Cloud computing has been revolutionizing the K-12 education industry; this is beyond doubt. Services like Google’s GSuite, more commonly “Google Docs,” and Microsoft’s Office 365 have become nearly ubiquitous in K-12 school districts. Using services like these allow districts, and technology leaders in those districts, to simplify their IT environments. Opportunities for reduction in storage costs alone are significant as terabytes of data are moved into the cloud, and VPN connections to reach that data are no longer necessary, further reducing maintenance and TCO of storage and network systems.But beyond the narrow concerns of technology infrastructure, cloud resources also to provide teachers and students access to their documents from anywhere in the world, at any time that they desire. Narrowly speaking of IT infrastructure again, cloud resources can provide.
"Ensuring data security and availability are of primary concerns to districts, especially as they weather the onslaught of cybercrime and attempts to steal data on a daily basis"
But an unseen advantage to cloud resources is that it reduces district’s vulnerability to malware. Now, it is true that if a user has their data locked in a Google or One Drive, that data is effectively lost unless the district is also backing up those environments. However, mission-critical data, stored in the cloud and managed as a service by vendors, becomes far less vulnerable to malware that often finds its way onto user devices through phishing emails. By the way, as an IT leader in education, if you aren’t training and testing your staff’s ability to detect phishing emails, you should start today. But critical data, stored in the cloud and managed as a service by vendors, safeguards student and employee information from being lost to ransomware, or other cyber threats that K-12 districts aren’t as well equipped to handle. A recent survey by the Consortium for School Networking (CoSN) found that an overwhelming majority of public and private schools don’t have dedicated resources tasked with maintaining cybersecurity. While the staffs in these schools do an admirable job given the plethora of tasks facing them on a daily basis (most schools have less than one technical support staff member per 750 end users, some have more than a 1,000 end-users per tech staff member), public school districts simply don’t have the resources to properly monitor their environments on a continual basis to ensure that they are completely secure, or that they are highly available.

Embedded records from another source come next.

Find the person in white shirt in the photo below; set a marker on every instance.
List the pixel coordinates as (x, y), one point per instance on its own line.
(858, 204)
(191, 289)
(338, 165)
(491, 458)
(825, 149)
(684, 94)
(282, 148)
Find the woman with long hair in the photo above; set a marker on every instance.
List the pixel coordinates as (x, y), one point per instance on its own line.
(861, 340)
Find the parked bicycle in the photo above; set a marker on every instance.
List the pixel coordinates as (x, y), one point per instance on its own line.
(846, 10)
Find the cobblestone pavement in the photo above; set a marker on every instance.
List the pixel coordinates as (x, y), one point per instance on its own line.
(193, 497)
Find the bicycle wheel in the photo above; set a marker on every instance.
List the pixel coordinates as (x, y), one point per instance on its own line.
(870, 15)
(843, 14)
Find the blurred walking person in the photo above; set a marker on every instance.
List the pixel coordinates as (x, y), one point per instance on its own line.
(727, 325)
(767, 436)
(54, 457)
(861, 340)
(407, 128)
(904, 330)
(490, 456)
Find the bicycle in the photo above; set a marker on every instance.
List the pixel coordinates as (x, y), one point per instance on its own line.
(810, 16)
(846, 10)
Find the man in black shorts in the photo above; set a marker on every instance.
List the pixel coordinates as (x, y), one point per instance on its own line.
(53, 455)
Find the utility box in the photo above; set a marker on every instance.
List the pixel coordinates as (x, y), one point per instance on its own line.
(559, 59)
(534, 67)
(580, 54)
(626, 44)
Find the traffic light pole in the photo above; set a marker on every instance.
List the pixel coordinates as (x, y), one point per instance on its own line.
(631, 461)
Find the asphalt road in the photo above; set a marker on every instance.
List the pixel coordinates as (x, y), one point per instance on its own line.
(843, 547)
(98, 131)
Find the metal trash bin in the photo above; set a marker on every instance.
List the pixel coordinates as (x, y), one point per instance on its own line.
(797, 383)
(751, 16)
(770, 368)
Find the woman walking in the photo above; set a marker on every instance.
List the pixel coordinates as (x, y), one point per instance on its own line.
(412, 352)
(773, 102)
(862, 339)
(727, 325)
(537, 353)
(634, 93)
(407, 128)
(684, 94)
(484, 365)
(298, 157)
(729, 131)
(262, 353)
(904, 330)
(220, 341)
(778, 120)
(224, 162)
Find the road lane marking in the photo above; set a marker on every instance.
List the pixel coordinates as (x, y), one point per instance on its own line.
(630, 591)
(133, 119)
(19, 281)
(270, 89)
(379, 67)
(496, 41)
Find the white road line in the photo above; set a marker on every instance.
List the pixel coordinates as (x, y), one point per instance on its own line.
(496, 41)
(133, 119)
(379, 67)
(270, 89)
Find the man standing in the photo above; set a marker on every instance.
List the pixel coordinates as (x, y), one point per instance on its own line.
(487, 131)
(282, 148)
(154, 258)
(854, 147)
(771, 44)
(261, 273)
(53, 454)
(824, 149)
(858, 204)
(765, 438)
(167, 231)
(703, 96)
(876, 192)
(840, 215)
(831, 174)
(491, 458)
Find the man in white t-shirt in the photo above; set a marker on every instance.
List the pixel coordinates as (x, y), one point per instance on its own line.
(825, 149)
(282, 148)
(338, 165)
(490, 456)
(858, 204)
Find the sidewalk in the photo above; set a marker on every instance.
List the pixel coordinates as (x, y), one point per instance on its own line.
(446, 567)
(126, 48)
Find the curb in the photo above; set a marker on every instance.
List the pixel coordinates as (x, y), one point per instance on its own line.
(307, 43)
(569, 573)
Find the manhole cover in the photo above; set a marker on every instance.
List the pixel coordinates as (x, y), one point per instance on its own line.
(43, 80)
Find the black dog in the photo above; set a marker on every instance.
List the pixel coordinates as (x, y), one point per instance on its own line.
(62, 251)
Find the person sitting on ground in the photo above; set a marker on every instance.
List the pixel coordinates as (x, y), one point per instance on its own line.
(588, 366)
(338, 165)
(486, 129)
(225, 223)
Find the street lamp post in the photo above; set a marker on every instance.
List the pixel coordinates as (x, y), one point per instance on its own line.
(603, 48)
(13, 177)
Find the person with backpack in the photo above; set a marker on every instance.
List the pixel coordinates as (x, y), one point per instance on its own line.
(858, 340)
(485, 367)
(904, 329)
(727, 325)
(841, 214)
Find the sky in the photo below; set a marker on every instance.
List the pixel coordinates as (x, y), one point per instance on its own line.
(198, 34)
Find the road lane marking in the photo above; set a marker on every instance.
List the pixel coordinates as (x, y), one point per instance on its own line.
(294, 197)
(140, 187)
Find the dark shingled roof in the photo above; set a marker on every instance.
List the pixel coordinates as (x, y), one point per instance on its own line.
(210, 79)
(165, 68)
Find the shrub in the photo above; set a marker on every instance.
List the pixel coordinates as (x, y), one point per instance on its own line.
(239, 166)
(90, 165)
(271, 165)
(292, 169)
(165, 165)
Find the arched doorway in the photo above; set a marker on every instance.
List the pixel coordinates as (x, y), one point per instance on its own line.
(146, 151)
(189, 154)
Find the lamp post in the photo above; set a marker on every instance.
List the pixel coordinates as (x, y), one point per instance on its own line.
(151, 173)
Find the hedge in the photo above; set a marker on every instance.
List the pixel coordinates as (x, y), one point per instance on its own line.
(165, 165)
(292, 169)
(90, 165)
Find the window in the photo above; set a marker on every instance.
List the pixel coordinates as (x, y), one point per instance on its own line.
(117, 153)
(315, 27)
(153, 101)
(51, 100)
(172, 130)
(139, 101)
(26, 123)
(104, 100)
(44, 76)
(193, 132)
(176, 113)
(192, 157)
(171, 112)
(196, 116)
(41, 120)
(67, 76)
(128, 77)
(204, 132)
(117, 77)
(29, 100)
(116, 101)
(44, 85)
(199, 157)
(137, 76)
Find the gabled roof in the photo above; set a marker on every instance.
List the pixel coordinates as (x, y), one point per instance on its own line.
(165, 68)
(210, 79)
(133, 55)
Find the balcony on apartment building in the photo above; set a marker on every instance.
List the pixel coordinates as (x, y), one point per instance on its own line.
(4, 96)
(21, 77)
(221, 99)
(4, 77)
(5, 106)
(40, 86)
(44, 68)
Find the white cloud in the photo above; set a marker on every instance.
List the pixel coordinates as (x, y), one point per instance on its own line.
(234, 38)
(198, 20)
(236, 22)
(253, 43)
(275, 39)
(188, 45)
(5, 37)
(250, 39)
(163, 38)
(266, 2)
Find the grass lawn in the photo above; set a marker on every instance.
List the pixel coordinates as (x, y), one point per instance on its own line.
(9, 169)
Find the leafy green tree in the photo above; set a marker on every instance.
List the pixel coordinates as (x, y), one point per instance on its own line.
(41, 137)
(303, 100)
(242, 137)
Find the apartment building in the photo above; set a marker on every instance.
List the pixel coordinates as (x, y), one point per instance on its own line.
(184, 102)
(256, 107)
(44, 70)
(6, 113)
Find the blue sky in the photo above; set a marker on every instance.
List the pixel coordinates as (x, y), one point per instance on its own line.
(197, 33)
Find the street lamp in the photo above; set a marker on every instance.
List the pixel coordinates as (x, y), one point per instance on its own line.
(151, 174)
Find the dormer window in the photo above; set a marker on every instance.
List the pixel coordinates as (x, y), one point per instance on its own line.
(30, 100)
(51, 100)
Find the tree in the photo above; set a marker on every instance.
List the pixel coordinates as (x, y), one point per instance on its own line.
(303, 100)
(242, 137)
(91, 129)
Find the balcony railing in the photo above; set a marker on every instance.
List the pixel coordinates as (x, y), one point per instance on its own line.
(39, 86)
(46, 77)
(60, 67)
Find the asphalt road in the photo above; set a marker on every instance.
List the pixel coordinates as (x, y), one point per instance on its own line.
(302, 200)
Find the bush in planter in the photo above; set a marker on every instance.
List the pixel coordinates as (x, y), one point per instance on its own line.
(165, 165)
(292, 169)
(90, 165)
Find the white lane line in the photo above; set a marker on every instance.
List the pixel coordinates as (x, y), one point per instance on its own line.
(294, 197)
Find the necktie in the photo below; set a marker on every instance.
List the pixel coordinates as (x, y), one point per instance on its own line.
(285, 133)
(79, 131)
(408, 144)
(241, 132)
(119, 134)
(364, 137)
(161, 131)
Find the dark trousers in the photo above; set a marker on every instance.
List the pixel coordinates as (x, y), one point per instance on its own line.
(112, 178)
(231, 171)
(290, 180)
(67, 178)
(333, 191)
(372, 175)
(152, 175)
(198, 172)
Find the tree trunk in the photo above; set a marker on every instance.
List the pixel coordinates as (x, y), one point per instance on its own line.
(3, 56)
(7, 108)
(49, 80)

Enter cloud data centers. Residing in highly available environments, with data located in more than one location to ensure that it will be available even if its primary data center isn’t available, cloud data is more available than the district’s local data centers. Moreover, emergency situations can render the district’s networks or data centers unavailable. Using public cellular networks, staff can access critical cloud-based systems via mobile devices and ensure that all of their student data is accessible in crisis situations. This can mean the difference between life or death for students with medical conditions or special needs that require attention. Even staff members who don’t normally work with these students can have the tools they need to attend to student’s needs, available on their mobile devices.
In short, utilizing cloud computing is a game-changer for school districts. Sharing and collaboration using Google Docs or Office 365 are really just the beginning. Ensuring data security and availability are of primary concern to districts, especially as they weather the onslaught of cybercrime and attempts to steal data on a daily basis. Cloud computing can become a key part of school district’s cybersecurity platforms as well.